Visitors to this year’s National Arts Festival are planning their schedules around Standard Bank Young Artist for Dance Mlu Zondi’s latest piece of choreography. Titled Cinema, the piece is presented as an installation for four performers and film projection. Zondi is the darling of the festival not only because his experimental choreography is on the pulse of contemporary interdisciplinary performance but also because his personal story has gripped the hearts of his audiences.
Zondi was born in Durban and grew up as an orphan. A pantsula dancer in his youth, he yearned to be a professional performer, but after completing matric further studies were unaffordable. He worked as a petrol attendant for three years, banking his earnings, and eventually enrolled at the Durban University of Technology for a diploma in performance. It was a residency in Switzerland in 2002 that brought with it the opportunity to perform at the Lausanne International Dance Festival and inaugurated his professional dance career. Despite a series of interesting collaborations with visual artists and performers since then, his work has been somewhat under-recognised in South Africa — until now.

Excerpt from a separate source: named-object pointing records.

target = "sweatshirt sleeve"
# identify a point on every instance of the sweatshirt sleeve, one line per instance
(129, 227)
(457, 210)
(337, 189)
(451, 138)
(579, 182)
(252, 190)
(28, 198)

Cinema is a work enabled by the Standard Bank Young Artist Award, and Zondi has used this opportunity to devise a production that might have struggled to find a home under other circumstances. The work is far stranger, for instance, than previous winner Dada Masilo’s take on Bizet’s Carmen, which was a hit at last year’s festival. Instead of sitting in raked seats around a sprung-floor stage, audience members are free to navigate a hall with its parquet floor covered in bubble wrap. This makes for a noisy introduction to the show, but it also betrays the movements of fidgety viewers during this long and sometimes demanding performance.
Within the open space, four performance stations are demarcated. One, a passage that runs lengthways across the hall, is occupied by Zondi, who stands bound at the wrists and ankles with LED light ropes.
Other spaces are occupied by almost mythical renditions of South African characters: a township Lolita (a prostitute perhaps) who does the popular kwasa-kwasa nightclub dance, a young man with a knobkierie who enacts traditions of black masculinity in South Africa, and a mournful bag lady.
Four film projections are arranged above these performance stations. They give us clues about the deeper meaning behind Cinema. Playing above the bound Zondi is a close-up of his own face, eyes alert and looking around the room. The film invites us to follow his gaze and scrutinise each performer, but it is also a reminder of the audience’s own implication in the performance. As much as we are watching this performance, it is watching us.
The bubble wrap keeps a record of the tides of audience interest in each station. When the audience is bored with a performance station, the crackling sound swells on one side of the room and is quiet on another. Each performer acknowledges the presence of audience attention in some way, and Tulisile Khumalo, who plays the Lolita, does an especially engaging job of this. Singling out individual onlookers, she coos and preens, improvises singular snippets of choreography, forcing viewers to follow through with the voyeuristic exchange they initiate by watching her.
Until about 15 minutes into the performance it is unclear whether Zondi has envisaged any narrative direction for Cinema. Just when the bubble wrap crackles begin to swell as though the audience is about to leave the room, Zondi begins an almost imperceptibly slow march down his passage. As he passes each of the other performers in their stations, they seem to come alive. Each dance is unique to the character who performs it. The soundtrack to this slow procession is Shirley Bassey’s Losing My Mind, sung by the bag lady (Dumisile Mqadi).
By the end of Zondi’s march, the performers have danced themselves into a frenzy. Samele Mzinyane, who plays the young man, spins in circles, with his head lolling, and the township Lolita writhes on the floor, cradling a doll. At this point it is clear that Cinema is a study of mindfulness and the limits of sanity.
The performance space, around which we shuffle and watch, is an avatar for the protagonist’s own mind as he walks alone like a Christ on the way to a private Golgotha.
Zondi is open about the personal cathartic elements of his performances. They are an ongoing process of facing the “demons” of his past, he says. For him a Standard Bank Young Artist Award is an affirmation of this journey. “It means … I will always have a space to crush my demons,” he says.